Nicola Lombardi, ferrarese, classe 1965, non è certamente un nome nuovo per chi si aggira tra le meraviglie della letteratura fantastica di casa nostra. Già vincitore del Premio John W. Polidori di Nero Press con l’horror palindromo “I ragni zingari” (originariamente uscito in cartaceo attraverso le mitiche Edizioni XII), è autore di numeri racconti e romanzi, tra i quali “Madre nera”, una storia “in bilico sull’orlo degli abissi in cui custodiamo i segreti dell’anima”.
Mi sento di dire che con “La Cisterna” Nicola ha veramente fatto il botto. Nel mio piccolo, da lettore nella media senza una grande capacità analitica, trovo “La Cisterna” veramente efficace per la sua capacità di descrivere situazioni dai toni estremamente cupi e drammatici, inseriti in un ambiente estremamente limitato (non solo in termini di spazio), senza tuttavia rendere la lettura né soffocante né claustrofobica. Un protagonista che si offre spontaneamente per il ruolo di boia ufficiale del regime, che addirittura partecipa a un concorso e lo vince sbaragliando una moltitudine di candidati per poterlo ottenere, potrebbe di primo acchito respingere un po’ le simpatie dei più, ma posso assicurarvi che si fa dannatamente in fretta a entrare nei suoi panni e a fare il tifo per lui.
Sembra quasi impossibile, ma è la pura realtà. Giovanni Corte non ci viene presentato come un ragazzo che si trova calato in una realtà che nessuno di noi vorrebbe mai affrontare, Giovanni Corte non è un pavido che sceglie semplicemente di stare dalla parte del più forte per convenienza. Tutt’altro. Egli, almeno inizialmente, è un deciso sostenitore del regime, nel quale vede l’unica soluzione ai problemi del mondo.
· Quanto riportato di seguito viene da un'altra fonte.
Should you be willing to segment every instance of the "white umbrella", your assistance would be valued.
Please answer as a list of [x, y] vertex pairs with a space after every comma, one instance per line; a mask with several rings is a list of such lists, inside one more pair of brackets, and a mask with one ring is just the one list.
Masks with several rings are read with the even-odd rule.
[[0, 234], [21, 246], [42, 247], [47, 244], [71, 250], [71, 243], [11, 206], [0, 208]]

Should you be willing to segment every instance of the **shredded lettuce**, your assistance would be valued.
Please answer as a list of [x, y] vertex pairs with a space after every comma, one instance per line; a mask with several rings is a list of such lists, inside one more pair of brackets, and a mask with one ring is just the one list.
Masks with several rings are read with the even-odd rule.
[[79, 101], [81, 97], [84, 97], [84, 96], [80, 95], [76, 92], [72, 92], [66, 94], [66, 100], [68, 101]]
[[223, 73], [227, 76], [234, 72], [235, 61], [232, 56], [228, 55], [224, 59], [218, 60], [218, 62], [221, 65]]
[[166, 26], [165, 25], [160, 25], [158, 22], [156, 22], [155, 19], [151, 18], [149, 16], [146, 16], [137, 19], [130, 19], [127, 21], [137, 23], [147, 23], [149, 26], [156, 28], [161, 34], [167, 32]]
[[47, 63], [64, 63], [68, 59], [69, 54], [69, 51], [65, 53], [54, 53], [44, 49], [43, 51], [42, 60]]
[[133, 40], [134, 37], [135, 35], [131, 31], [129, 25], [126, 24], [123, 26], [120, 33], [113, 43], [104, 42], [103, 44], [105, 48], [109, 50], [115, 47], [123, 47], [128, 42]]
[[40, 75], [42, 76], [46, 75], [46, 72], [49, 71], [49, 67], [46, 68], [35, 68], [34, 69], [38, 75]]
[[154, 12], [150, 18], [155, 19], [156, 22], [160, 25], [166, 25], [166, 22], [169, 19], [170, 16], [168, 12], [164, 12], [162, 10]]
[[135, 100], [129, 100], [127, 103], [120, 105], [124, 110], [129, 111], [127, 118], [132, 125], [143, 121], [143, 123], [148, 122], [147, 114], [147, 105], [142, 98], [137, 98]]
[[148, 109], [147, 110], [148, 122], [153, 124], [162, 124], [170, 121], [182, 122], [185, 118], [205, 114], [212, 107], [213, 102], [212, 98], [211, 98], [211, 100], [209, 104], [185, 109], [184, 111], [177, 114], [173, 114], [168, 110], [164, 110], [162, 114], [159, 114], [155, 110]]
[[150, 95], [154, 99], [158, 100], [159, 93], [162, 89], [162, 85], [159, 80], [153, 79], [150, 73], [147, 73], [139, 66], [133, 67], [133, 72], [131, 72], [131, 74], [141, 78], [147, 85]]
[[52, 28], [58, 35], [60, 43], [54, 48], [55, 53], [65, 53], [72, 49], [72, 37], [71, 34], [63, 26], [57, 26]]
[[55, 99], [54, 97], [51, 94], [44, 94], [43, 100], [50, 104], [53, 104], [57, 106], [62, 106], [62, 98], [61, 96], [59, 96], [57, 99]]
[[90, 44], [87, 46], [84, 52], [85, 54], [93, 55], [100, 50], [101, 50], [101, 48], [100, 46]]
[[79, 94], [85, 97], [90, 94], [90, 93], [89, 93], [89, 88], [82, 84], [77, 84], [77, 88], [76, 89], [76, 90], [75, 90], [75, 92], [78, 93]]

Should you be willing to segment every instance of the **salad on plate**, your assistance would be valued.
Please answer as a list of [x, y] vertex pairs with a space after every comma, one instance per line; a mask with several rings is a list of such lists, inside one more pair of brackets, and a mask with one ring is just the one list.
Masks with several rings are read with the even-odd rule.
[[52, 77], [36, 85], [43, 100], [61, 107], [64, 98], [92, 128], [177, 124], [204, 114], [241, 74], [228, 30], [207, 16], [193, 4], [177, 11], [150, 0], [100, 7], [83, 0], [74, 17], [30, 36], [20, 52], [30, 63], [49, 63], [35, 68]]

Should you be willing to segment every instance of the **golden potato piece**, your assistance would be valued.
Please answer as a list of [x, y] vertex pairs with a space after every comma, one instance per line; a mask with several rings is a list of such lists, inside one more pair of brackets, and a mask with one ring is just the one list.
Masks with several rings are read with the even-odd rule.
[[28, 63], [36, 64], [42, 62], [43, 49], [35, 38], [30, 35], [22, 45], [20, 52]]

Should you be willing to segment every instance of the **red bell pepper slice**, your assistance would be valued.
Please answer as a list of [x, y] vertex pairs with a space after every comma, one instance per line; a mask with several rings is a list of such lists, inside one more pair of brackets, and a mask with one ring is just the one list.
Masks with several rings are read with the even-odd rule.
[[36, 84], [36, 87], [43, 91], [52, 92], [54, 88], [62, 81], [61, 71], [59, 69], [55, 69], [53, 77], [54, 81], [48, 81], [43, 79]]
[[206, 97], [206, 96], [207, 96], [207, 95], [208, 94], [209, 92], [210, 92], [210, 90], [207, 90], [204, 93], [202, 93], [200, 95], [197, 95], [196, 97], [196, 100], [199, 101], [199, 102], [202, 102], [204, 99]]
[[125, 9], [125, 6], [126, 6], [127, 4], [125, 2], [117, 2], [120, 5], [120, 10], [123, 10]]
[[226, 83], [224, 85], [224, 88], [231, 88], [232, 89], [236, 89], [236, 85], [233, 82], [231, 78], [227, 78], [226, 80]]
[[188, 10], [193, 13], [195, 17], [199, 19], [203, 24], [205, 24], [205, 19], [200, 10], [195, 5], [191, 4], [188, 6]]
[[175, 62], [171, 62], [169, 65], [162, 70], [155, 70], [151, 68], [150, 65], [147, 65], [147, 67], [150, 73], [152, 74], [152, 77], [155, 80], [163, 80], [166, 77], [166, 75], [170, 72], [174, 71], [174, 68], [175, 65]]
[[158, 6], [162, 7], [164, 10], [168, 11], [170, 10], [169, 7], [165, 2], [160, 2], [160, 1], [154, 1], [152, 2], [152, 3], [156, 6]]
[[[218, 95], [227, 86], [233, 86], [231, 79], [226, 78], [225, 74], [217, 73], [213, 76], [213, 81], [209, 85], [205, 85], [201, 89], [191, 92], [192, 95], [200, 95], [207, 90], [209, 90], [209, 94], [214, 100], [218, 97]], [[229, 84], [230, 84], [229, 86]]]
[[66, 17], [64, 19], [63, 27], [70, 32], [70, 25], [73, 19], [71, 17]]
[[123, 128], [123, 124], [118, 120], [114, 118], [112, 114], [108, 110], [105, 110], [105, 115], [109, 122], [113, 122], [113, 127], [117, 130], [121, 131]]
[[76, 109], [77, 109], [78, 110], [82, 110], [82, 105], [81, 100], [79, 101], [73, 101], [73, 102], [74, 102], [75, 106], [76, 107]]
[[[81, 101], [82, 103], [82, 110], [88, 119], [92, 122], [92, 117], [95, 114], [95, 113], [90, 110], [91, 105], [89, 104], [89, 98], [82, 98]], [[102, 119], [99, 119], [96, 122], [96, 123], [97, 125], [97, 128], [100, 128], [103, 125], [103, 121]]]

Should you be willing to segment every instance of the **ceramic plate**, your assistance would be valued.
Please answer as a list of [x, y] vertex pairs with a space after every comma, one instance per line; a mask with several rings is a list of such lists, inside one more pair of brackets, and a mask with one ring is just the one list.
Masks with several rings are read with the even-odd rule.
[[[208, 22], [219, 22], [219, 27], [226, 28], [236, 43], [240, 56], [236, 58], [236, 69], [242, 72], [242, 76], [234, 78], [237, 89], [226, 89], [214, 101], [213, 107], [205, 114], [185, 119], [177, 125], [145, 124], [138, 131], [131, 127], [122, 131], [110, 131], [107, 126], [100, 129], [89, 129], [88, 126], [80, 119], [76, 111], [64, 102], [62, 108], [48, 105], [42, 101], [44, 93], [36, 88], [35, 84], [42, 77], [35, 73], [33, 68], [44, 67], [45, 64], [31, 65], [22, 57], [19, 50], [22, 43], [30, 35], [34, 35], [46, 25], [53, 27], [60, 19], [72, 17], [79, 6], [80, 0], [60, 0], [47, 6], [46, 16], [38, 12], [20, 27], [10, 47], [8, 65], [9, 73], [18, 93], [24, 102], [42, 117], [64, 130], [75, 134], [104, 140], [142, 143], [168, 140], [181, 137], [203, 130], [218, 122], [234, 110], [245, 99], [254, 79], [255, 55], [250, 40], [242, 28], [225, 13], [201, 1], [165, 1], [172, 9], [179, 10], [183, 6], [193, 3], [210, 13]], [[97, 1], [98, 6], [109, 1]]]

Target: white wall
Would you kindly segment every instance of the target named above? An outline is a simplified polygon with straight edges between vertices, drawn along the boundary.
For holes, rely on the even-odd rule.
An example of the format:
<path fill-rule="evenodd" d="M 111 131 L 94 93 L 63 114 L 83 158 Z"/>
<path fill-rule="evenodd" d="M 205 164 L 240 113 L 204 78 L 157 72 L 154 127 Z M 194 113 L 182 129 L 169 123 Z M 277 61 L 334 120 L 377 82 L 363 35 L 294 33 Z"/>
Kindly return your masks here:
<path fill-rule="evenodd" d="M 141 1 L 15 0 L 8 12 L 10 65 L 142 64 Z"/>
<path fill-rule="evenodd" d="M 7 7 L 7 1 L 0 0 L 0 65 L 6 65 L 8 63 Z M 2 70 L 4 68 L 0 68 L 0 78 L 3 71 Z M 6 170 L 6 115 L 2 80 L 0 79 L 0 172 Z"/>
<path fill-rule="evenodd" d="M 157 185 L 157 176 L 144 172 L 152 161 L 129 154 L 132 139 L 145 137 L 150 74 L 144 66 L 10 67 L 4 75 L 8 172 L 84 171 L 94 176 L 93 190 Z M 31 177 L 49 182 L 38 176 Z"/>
Se ancora non bastasse, Giovanni Corte si offre per il posto di lavoro più discutibile al solo fine di poter uscire, dopo un anno esatto, al successivo cambio della guardia, con le tasche piene di denaro da poter spendere liberamente su quelle spiagge esotiche a lui promesse, come bonus pensione, dal feroce NOM.
Eppure, nonostante le premesse, qualcosa in lui riesce ad avvicinarci. Solo dopo poche pagine quell’immaturo boia di stato (anzi, del “Nuovo Ordine Mondiale”) riesce ad entrare in sintonia con noi lettori. Ne seguiamo le vicende, ne condividiamo le angosce e ci sentiamo sollevati quando i suoi “piccoli” problemi quotidiani si risolvono. Ciò però non equivale a condividere il suo pensiero, non equivale a comprendere coloro che si macchiano di quelle colpe giustificate dai tempi. Sarebbe come assolvere i simpatizzanti dei regimi nazifascisti del secolo scorso. Non reagire, non contrapporsi, non criticare, sono tutte scelte che rappresentano una sorta di accettazione e di complicità. Ho ragione o mi sbaglio? Una domanda a cui non saprei rispondere. Non saprei nemmeno come finirei per comportarmi se mi ritrovassi catapultato in un mondo in cui ogni giorno è buono per morire senza ragione. E quando il giovane condannato gli passò accanto - smunto, con alcune ecchimosi da percosse sul viso – Giovanni non si aspettava certo che gli rivolgesse la parola. “Ho solo lanciato… volantini…all’Università”.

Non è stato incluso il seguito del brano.